Austin: Charlie: we have been looking at the solubility of cell
surface (extracellular), protease resistant 42. They are very soluble and
don't aggregate on SDS-PAGE
Charles Glabe: I agree; very little if any insoluble intracellular
Aβ gets secreted. There is a lot of APP that hangs out with the insoluble
intracellular Aβ, but is it bound? Probably, but data would help.
June: What are the implications of these intra vs. extracellular
issues when it comes to intervention strategies?
Charles Glabe: Secretase inhibitors may not be effective. Clearance
of extracellular deposits a la immunization may not be beneficial.

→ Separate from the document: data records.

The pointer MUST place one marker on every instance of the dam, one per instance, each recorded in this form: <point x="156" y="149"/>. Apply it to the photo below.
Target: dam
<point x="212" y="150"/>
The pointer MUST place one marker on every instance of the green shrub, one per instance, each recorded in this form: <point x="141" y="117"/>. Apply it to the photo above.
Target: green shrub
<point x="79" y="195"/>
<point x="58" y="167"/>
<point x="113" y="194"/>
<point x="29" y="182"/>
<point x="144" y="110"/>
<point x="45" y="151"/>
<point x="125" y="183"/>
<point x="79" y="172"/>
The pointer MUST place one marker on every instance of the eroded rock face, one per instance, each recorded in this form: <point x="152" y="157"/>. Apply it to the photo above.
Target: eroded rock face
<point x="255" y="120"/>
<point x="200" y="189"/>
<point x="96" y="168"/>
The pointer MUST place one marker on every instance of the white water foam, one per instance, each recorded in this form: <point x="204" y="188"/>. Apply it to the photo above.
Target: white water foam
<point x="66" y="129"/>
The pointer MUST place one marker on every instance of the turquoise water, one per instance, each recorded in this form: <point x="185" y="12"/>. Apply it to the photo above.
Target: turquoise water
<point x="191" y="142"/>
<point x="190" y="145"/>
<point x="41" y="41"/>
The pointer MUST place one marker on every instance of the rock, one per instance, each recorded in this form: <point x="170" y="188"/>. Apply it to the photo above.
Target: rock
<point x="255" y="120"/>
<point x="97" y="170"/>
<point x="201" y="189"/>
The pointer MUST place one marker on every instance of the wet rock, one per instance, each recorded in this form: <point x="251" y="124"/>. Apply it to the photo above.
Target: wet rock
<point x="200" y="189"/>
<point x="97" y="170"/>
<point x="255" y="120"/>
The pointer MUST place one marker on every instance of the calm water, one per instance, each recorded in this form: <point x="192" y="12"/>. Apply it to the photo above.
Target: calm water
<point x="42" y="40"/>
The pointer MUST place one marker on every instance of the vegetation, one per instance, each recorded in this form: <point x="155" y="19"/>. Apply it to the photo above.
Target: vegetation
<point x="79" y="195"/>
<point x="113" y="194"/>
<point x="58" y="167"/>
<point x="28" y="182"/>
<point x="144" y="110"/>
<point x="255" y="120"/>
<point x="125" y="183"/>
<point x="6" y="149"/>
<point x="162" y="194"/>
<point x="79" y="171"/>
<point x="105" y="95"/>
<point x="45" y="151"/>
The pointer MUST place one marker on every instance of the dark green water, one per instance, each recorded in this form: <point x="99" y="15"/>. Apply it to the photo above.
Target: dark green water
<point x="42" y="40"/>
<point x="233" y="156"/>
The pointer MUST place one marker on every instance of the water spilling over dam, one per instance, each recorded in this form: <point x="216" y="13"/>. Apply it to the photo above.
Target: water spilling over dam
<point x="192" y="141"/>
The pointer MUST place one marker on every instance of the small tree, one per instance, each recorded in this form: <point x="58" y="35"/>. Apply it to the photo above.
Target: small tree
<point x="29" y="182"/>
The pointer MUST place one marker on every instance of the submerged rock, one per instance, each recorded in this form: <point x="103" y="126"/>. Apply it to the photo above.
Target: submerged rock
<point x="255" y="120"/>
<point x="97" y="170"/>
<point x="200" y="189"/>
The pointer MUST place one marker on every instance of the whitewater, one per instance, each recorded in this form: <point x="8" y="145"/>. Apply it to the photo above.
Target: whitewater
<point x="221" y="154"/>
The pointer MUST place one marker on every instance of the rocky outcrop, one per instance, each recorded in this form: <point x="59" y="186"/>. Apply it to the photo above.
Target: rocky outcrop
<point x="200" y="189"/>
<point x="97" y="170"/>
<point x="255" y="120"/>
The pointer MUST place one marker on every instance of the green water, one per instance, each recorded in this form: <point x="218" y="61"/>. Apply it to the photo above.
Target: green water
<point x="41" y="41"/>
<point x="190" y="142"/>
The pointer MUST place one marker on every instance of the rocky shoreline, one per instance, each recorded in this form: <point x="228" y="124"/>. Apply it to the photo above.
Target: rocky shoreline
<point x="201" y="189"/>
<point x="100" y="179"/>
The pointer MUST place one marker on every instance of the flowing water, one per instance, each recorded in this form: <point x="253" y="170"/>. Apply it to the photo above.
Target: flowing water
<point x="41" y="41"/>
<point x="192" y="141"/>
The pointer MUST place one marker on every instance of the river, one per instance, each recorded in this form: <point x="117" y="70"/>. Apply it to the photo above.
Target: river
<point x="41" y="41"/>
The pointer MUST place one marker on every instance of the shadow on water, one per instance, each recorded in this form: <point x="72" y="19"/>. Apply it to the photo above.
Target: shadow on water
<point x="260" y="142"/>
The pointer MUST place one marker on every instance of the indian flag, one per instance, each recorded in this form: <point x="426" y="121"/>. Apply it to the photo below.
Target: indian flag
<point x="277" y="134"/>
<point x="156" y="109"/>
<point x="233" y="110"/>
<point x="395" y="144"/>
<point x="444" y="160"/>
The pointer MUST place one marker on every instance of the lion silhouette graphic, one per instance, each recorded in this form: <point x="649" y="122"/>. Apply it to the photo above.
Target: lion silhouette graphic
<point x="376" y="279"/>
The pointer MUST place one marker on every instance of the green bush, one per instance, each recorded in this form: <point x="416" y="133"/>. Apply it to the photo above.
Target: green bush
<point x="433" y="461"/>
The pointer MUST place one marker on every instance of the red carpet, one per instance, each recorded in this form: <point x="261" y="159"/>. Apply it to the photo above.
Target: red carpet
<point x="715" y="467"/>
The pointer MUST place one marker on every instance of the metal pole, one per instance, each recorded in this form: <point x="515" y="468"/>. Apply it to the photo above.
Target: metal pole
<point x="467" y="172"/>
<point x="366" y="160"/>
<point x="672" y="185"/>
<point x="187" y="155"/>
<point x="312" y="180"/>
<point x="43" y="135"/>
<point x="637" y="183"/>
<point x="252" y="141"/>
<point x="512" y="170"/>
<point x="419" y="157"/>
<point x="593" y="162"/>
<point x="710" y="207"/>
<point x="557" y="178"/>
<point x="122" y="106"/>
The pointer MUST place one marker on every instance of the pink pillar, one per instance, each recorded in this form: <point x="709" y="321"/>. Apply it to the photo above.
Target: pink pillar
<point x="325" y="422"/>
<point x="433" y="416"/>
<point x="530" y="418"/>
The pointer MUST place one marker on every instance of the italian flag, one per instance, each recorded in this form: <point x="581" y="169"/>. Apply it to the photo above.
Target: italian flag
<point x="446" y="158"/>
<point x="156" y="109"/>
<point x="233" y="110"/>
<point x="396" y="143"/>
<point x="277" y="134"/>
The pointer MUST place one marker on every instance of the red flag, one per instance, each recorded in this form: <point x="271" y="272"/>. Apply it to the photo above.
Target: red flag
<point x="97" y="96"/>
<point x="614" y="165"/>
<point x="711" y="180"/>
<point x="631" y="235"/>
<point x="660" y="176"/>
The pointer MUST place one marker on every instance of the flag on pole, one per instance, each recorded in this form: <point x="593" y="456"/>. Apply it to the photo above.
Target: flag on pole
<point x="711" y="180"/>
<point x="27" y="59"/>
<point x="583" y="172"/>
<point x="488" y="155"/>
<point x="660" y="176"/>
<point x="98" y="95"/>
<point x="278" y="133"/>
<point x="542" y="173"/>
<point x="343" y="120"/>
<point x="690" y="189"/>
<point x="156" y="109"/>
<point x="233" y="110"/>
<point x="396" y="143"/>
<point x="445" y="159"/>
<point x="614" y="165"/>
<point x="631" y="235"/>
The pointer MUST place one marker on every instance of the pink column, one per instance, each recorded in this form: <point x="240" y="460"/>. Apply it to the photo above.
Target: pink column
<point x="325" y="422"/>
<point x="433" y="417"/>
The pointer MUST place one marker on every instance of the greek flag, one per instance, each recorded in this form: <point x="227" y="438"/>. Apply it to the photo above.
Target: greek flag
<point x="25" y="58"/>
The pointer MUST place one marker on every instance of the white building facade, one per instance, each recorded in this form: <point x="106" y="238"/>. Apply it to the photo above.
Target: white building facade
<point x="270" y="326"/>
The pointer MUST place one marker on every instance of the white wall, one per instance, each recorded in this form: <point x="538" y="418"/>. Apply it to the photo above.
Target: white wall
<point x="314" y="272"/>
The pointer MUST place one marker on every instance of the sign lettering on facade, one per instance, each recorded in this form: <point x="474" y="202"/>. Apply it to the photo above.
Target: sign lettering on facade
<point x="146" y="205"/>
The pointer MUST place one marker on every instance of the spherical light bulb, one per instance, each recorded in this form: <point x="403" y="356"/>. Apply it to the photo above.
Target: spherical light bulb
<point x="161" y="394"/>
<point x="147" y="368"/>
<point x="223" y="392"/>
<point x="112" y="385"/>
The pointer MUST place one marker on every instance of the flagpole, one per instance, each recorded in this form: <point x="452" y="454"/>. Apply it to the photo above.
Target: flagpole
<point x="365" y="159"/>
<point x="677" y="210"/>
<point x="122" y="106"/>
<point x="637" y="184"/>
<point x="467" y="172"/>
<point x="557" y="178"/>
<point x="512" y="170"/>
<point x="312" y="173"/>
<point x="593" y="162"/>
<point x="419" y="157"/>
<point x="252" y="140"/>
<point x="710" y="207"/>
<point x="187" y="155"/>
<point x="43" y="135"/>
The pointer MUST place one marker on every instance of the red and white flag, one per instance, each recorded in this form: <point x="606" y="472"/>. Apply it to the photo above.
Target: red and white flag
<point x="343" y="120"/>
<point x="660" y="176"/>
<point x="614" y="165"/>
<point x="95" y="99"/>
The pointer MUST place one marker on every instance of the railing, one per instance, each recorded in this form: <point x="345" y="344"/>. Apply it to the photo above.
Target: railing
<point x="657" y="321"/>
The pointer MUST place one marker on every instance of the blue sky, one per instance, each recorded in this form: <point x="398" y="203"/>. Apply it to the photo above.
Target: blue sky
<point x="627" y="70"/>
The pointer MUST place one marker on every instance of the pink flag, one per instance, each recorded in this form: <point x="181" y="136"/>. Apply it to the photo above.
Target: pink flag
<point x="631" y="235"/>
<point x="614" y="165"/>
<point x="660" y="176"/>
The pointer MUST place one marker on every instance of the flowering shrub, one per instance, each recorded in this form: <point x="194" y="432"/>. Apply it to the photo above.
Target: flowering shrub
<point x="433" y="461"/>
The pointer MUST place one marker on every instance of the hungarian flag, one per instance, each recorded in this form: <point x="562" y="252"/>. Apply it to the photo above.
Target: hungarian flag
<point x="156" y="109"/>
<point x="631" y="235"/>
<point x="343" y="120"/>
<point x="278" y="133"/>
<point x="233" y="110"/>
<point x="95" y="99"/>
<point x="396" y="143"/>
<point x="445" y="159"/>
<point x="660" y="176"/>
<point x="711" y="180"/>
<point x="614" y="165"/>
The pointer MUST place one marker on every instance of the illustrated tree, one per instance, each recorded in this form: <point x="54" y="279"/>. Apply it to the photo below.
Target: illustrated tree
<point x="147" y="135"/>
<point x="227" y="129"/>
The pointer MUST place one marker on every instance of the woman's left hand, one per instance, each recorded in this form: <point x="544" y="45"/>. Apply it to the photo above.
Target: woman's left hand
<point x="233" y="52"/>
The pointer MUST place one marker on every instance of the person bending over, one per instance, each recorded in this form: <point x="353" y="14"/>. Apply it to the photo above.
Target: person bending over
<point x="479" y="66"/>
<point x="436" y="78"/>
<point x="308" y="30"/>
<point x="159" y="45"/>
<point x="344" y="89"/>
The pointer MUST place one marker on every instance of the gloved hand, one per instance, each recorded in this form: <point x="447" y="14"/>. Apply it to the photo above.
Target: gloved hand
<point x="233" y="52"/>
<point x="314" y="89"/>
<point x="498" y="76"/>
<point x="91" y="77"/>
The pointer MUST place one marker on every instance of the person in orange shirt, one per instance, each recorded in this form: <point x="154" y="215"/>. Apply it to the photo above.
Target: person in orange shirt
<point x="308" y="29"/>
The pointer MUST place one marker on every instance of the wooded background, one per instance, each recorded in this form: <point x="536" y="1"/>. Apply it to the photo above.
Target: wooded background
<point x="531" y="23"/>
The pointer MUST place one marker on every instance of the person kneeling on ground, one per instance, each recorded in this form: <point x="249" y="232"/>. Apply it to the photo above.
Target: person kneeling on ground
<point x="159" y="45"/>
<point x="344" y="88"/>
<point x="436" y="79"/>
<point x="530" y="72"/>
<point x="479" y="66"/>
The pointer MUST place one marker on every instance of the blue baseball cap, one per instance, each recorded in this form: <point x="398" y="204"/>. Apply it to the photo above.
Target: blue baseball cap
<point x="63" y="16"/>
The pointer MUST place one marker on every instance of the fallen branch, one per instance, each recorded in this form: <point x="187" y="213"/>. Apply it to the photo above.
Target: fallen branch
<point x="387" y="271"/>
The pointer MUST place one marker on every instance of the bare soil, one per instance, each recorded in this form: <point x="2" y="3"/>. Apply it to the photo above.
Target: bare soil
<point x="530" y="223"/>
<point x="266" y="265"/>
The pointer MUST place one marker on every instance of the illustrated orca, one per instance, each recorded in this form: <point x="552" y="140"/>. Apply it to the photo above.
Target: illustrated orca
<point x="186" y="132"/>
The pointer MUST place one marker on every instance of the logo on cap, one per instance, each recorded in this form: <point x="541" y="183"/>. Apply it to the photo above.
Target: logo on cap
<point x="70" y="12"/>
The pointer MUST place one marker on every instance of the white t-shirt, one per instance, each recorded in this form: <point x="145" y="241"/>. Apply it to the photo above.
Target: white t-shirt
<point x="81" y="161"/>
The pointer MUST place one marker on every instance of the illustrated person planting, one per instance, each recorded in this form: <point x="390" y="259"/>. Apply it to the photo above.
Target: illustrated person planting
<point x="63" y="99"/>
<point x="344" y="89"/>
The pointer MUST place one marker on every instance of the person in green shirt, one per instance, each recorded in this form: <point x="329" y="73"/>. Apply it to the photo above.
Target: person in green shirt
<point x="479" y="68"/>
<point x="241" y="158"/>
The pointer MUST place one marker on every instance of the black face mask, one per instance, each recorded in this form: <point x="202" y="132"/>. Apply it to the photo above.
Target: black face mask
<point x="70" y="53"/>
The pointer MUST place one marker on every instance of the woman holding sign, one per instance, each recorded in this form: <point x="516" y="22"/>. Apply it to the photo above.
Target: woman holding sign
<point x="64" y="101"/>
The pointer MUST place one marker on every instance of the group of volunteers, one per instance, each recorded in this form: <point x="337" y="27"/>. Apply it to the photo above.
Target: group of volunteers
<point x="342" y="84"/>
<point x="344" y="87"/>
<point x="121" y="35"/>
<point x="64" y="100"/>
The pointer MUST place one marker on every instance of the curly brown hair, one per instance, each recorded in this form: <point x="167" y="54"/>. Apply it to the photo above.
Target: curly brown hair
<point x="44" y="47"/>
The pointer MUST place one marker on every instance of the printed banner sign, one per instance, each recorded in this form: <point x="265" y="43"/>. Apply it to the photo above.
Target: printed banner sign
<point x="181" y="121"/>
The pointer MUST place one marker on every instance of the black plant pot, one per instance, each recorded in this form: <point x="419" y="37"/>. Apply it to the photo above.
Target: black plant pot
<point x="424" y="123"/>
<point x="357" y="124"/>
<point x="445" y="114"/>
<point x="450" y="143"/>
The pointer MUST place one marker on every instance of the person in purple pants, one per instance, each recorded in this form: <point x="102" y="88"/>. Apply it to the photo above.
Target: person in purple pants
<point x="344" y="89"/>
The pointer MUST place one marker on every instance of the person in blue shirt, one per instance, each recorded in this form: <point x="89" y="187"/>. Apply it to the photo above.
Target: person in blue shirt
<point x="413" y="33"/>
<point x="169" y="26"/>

June: We're at the end of our hour. I want to invite everyone
to make a closing statement re: what next?
Gunnar Gouras: It won't be easy to provide a final answer to this
issue, but I agree that we need to study this insoluble intracellular Aβ
Charles Glabe: I'm sorry that Steve Snyder left already because
I would like to say that we need to put more effort into understanding intracellular
amyloid. Maybe we can make a living off of this for a few more years.
Virginia Lee: Bye everybody!
June: Thanks for joining us!
hartley: Thank you for the interesting discussion!
June: It appears we are all out of words for the time being. Thank
you all very much for taking part in today's discussion.